Samsung's 'Vibe Coding' Revolution: Customizing Smartphone Experiences with AI for Everyone

March 7, 2026
Samsung's 'Vibe Coding' Revolution: Customizing Smartphone Experiences with AI for Everyone
  • This idea follows Samsung’s AI-driven moves, including Now Nudge-to-Perplexity integration and the branding of flagship devices as AI phones.

  • Samsung is exploring vibe coding, a concept that would let users customize or create small, personalized features for smartphone apps, expanding beyond premade tools.

  • Vibe coding sits within a broader trend of AI-assisted app creation, with tools like OpenAI Codex and Anthropic Claude Agent simplifying app-building for both developers and non-developers.

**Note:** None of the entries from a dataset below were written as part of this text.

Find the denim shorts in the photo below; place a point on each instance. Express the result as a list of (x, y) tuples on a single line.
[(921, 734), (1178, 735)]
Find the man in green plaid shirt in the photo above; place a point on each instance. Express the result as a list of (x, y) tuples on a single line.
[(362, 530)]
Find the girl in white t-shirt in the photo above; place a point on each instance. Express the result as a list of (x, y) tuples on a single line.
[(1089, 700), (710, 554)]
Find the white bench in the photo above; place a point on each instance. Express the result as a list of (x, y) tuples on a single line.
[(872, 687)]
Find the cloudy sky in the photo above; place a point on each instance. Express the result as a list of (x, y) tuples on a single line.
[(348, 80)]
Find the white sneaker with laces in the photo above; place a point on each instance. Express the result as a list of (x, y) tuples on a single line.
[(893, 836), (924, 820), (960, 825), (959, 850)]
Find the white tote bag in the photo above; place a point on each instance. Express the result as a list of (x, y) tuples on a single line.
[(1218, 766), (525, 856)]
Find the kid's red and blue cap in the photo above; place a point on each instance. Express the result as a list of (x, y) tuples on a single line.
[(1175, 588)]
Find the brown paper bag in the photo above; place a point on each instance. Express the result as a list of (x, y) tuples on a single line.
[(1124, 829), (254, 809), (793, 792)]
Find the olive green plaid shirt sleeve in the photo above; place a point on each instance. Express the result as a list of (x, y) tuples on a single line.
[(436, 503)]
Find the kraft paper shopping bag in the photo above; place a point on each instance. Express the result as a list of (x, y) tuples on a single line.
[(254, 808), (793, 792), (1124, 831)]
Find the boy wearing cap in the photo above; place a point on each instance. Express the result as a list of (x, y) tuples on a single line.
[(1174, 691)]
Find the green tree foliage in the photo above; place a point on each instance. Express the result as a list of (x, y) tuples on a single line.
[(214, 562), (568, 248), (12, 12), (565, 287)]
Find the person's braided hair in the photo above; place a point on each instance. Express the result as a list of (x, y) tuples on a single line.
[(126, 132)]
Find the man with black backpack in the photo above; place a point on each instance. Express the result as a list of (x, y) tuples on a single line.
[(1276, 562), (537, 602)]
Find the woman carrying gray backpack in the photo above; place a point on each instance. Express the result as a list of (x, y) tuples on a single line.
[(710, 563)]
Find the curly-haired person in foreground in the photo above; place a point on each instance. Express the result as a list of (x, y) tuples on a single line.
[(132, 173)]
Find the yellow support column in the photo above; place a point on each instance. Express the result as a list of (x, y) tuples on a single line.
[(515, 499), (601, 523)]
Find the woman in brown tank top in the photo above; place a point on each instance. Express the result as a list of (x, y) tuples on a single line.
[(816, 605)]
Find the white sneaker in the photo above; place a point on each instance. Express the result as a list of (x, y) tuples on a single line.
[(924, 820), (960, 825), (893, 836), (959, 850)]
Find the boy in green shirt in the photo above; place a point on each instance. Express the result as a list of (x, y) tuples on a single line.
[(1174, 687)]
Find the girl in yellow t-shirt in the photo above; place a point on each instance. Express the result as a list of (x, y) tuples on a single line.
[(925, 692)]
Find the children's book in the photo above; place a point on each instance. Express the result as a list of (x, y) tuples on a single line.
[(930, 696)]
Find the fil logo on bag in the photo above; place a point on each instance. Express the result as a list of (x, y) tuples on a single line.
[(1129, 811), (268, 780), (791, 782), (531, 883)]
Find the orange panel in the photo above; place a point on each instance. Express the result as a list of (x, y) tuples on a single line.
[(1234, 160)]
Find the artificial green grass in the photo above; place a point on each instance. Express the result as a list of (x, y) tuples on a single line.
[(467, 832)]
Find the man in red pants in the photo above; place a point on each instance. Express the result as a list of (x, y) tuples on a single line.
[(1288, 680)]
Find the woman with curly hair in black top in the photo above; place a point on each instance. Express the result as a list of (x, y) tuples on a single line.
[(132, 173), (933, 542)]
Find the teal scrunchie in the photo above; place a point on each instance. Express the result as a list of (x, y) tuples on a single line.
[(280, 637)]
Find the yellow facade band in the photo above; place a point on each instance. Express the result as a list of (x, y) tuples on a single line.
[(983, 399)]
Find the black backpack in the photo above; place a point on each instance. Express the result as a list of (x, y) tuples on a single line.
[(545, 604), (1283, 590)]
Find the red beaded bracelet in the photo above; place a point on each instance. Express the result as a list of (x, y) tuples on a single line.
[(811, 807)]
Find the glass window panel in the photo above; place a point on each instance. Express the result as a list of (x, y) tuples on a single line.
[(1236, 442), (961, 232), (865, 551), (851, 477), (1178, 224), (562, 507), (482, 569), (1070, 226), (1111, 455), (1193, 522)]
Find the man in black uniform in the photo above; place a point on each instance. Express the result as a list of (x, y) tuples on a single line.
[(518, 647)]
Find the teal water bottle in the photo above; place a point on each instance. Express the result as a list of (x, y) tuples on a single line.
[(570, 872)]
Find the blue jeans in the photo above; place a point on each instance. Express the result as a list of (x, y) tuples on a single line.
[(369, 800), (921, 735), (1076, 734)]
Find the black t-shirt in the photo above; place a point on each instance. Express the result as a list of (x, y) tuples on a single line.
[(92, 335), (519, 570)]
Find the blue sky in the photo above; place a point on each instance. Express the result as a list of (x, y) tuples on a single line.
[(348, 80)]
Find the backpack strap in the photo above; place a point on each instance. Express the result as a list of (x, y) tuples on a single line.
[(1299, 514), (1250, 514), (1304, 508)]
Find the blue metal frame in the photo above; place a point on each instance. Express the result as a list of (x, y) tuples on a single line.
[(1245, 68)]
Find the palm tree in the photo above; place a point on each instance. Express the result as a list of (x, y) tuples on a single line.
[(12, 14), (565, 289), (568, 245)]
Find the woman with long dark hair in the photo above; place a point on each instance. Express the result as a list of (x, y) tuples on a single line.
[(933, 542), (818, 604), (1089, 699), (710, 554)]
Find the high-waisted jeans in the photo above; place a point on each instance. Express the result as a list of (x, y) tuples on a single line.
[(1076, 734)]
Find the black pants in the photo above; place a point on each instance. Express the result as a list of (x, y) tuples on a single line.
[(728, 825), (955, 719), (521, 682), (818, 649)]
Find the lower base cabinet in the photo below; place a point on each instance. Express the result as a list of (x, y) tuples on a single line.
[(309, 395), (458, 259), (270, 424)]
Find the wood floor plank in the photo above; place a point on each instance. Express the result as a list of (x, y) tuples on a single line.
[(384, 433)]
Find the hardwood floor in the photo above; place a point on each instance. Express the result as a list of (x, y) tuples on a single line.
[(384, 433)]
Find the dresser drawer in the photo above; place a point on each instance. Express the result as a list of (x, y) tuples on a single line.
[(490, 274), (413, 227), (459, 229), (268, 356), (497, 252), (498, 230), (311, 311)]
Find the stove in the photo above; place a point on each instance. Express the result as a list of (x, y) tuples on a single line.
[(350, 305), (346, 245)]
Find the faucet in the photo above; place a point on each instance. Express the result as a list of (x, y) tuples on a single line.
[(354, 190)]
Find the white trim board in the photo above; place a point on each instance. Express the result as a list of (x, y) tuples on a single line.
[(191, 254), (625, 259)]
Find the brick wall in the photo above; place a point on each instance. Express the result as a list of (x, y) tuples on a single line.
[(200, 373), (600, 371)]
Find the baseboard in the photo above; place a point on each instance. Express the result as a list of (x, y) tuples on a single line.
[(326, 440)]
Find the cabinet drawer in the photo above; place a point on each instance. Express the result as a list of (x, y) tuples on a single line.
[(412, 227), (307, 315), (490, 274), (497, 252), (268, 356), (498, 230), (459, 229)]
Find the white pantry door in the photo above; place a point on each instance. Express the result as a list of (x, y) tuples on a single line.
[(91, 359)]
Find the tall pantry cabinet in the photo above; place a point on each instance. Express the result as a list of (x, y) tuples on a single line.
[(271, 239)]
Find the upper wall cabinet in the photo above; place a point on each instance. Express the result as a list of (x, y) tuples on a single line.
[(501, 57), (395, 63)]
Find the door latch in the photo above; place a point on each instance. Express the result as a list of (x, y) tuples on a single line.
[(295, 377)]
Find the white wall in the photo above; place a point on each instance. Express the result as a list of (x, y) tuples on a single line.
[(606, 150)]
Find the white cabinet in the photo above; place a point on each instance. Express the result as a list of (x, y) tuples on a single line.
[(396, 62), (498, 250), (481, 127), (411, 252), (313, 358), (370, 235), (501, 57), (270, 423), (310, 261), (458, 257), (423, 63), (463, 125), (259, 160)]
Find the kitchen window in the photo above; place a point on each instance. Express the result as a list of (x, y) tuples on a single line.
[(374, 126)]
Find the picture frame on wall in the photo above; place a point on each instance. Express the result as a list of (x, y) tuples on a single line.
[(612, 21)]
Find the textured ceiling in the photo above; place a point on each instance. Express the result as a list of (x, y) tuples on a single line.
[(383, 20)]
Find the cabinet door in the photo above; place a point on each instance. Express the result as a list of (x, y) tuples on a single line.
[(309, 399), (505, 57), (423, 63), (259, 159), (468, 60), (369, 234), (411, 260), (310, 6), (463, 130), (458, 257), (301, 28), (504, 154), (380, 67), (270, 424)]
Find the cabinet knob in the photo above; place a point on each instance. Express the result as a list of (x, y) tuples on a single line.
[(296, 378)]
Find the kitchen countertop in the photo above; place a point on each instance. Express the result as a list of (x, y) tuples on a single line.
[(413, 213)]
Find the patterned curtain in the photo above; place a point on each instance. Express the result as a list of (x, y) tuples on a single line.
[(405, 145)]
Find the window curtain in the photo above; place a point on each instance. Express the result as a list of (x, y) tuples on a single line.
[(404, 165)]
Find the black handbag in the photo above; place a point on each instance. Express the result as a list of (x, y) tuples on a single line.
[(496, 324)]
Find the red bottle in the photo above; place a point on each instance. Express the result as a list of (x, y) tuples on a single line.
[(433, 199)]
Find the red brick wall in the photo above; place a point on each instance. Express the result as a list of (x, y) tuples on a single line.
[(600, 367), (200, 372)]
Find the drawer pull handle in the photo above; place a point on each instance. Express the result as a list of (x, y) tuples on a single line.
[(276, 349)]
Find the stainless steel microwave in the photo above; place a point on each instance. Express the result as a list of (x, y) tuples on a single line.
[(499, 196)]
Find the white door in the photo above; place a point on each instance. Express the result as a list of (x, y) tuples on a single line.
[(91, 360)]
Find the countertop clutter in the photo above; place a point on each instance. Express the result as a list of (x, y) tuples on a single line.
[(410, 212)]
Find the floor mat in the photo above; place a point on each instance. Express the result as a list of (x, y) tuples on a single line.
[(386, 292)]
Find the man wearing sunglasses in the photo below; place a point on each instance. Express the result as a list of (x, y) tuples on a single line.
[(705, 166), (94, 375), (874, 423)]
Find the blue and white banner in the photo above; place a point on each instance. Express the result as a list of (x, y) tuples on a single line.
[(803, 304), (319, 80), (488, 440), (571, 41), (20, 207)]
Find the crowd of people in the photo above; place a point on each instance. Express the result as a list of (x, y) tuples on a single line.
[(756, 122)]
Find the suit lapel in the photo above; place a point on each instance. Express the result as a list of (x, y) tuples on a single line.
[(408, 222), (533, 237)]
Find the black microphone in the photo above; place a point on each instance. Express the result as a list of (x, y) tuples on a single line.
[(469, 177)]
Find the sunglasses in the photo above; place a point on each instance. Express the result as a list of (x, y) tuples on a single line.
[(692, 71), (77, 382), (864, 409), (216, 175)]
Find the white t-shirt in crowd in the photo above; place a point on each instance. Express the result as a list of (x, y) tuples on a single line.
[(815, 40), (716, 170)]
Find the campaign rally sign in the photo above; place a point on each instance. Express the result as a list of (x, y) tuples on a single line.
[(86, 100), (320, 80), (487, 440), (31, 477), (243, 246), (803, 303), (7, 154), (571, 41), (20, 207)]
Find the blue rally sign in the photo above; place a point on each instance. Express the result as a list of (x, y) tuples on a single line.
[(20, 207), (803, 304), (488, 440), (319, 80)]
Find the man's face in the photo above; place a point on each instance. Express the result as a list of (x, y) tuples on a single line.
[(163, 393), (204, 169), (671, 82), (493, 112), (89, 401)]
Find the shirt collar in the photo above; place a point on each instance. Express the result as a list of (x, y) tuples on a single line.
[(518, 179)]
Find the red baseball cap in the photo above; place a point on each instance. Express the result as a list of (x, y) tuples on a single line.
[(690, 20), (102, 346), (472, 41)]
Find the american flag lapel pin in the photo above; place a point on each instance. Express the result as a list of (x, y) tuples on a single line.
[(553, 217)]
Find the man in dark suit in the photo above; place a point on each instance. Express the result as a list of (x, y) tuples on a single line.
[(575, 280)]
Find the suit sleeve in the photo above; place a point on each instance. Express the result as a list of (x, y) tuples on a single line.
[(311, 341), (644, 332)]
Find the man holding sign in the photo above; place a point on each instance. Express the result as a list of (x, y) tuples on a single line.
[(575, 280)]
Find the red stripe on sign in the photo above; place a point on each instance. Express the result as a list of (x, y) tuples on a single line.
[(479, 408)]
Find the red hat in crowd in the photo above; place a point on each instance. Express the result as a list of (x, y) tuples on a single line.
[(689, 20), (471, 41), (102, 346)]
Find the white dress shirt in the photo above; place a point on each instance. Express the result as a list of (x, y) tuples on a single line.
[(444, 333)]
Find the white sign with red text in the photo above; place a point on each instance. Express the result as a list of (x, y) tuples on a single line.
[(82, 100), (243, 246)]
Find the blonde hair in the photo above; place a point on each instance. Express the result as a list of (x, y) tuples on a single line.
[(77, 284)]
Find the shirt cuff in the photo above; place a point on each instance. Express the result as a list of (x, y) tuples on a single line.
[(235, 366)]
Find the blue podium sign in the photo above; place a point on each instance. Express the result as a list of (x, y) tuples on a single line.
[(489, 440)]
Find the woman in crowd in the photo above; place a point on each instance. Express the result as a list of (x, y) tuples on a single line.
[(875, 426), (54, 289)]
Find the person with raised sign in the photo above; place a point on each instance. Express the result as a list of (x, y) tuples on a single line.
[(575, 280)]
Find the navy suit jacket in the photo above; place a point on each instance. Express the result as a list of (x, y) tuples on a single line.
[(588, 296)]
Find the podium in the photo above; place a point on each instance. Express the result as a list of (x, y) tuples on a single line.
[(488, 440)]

  • Samsung frames vibe coding as a potential step toward greater user control over device experiences, building on AI-driven enhancements and the company’s AI phone branding.

  • Publication date for the report is March 7, 2026.

  • Widespread adoption depends on making AI tools easy for ordinary smartphone users, who are largely unaware of these capabilities.

  • The discussion follows Samsung's Galaxy S26 Unpacked event, which highlighted AI-powered software updates and notable hardware improvements, including a 39% boost in NPU processing.

  • A broader future is envisioned where devices can be designed and adjusted by users to fit individual needs, though this will require user-friendly design and practicality from manufacturers.

  • AI-assisted platforms like Nothing’s Playground already enable basic widget creation and simple prompts to customize apps, though building full-scale apps remains out of reach.

  • While familiarity with these platforms is limited today, they hint at a future where non-developers can build or customize apps without coding.

  • The vibe-coding feature is not yet tested on Samsung’s One UI, but it represents ongoing efforts to give users greater control over their phone experience.

  • The concept relies on natural-language-to-code processes, allowing non-technical users to describe project goals in everyday language to tools like Windsurf, Codex, or Cursor.